Submission Number: 157429

Experimental Emulation of Shutdown and Start-Up Procedures in Wave Basin Tests of a 15MW Floating Offshore Wind Turbine 

In the current scenario of increasing demand for renewable energy sources and decarbonization of economic activities, floating offshore wind turbines (FOWT) are deemed a key technology to support energy transition. As with many new emerging technologies developed for offshore environment, research in this field usually relies on experiments performed with scaled models in wave basins. In the case of FOWTs, these tests focus on wave interactions, but also require the proper emulation of wind forces and the effects of the turbine’s control system. An efficient means to emulate the effect of wind on the floating structure requires the aerodynamic loads to be computed by a numerical model concomitantly to the wave experiment. The estimated wind forces are then applied to the model by means of an electromechanical device composed of several drone propellers, configuring an experimental approach known as Software-in-the-Loop (SiL). Such approach not only allows the emulation of aerodynamics loads with constant or turbulent winds, but also to mimic transient stages of system start-up and shutdown. The present work assesses a set of experimental results obtained for a 1:45 model scale of a semisubmersible platform supporting the IEA-15MW reference wind turbine, with emphasis on the dynamics during the turbine’s start-up and shutdown transient stages. A start-up control strategy was implemented in the SIL algorithm and tested in different environmental scenarios of waves and winds. Likewise, a shutdown control was also implemented and tested both with manual commands from a fictitious operator and automatically, in the latter case adopting a wind speed limit as a trigger for the shutdown procedure. The motions of the FOWT during these transient stages were recorded and compared to those predicted from numerical simulations using OpenFAST. It is shown that a fair agreement is obtained, despite minor differences in control strategies between the SiL algorithm and ROSCO turbine controller. No critical dynamic effects were observed during the transients, at least for the environmental conditions that were tested.

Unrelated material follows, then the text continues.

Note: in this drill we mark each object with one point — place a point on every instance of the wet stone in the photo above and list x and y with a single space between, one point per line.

Presenting Author: Pedro C. de Mello Universidade de São Paulo - Escola Politécnica - Dpto de Eng Naval.

Presenting Author Biography: Pedro C. de Mello was born in São Paulo,Brazil, in 1976. He received the B.S. degree in electrical engineering from São Paulo State University (UNESP), Ilha Solteira, in 2002, the M.S. degree in oceanic engineering from the Federal University of Rio de Janeiro (UFRJ), Rio de Janeiro, in 2006, and the Ph.D. degree in mechatronic engineering from the University of São Paulo (USP), São Paulo, in 2012. From 2004 to2005, he was a Research in LabOceano ocean basin with UFRJ. Since 2006 until today, he was a Research in Numerical Offshore Tank with the University of São Paulo. Since 2012, he has been the wave basin coordinator of Numerical Offshore Tank with the University of São Paulo. From 2017 to 2018, he was an Assistant Professor with the Naval and Oceanic Engineering Department, University of São Paulo.